The night is like a lovely tune / Beware, my foolish heart . . .
That ballad appeared in 1949, when my mother was 33 and I was three; I like to imagine my parents moving onto the dance floor as the orchestra took a sumptuous lyric plunge into its opening notes.
“My Foolish Heart”; “Lush Life”; “Stardust”; “Misty”; “Sophisticated Lady”
. . . I heard these songs over and over on our record player. And of course that urbane salty blues that hailed our city:
Goin’ to Chicago / Sorry but I can’t take you.
Those proud Chicago department stores we shopped in! Marshall Field and Chas. A. Stevens, both designed by D.H. Burnham & Co., whose lead architect ruled the 1893 World’s Fair. Carson, Pirie, Scott, designed by Louis H. Sullivan, master builder of the skyscraper. Mighty structures of granite and terra-cotta, arrogantly eclectic with their modernist lines and Renaissance flourishes. Sitting in the city’s commercial center, the downtown Loop, those late 19th- and early 20th-century department stores were the first to turn sensory bombardment into an art. Self-contained ancestors of the mall, they put forth counter after counter of lipsticks, powders, perfumes; candies; cases filled with gloves (wrist length, midarm, lined, unlined, cotton, suede, kid, white, cream, black, tan)—and we haven’t even reached the ground-floor escalators.
For my sister and me, bourgeois girls of the 1950s and early ’60s, “shopping” was an intricately plotted expedition with our mother as leader and guide. She showed us what to look for and what to pass by. She directed the gaze.
Marshall Field, whereour mother took us to sit on Santa’s knee at Christmas.
Marshall Field’s 28 Shop, where Mother told her mother, “You really shouldn’t smoke here,” and her mother answered, “As much as I pay for these clothes, I’ll do what I want.”
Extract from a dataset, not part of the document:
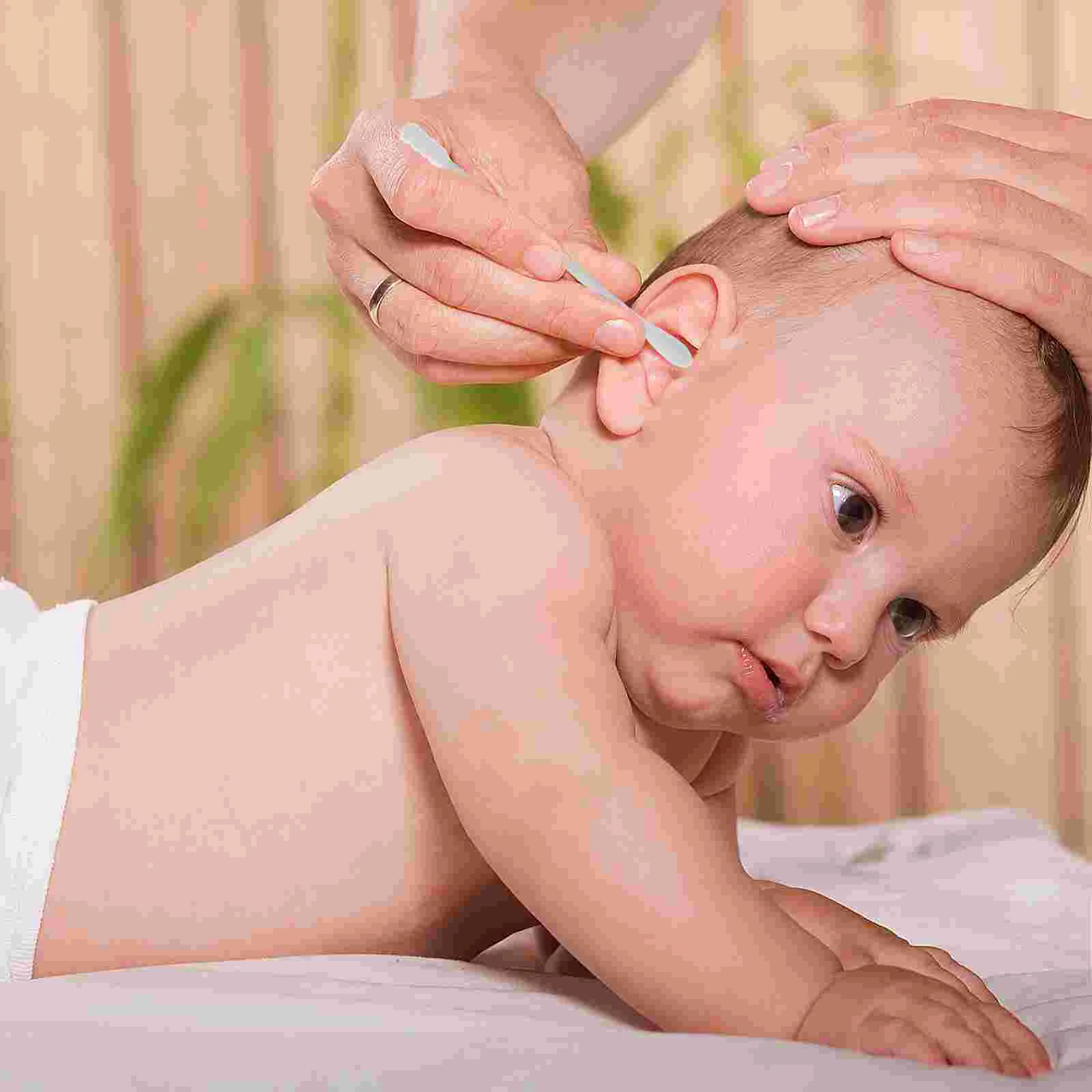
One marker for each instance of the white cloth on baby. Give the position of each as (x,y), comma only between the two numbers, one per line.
(41,691)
Marshall Field, wheremy father’s Aunt Nancy passed for white to work as a saleswoman in the 1920s.
Saks and Bonwit Teller, smaller stores, were more exclusive and less accessible, located as they were on the posh Near North Side rather than the “O come, all ye consumers” Loop. Mother didn’t take us there before 1960. As Negroes, we had to secure our place downtown before we ventured north.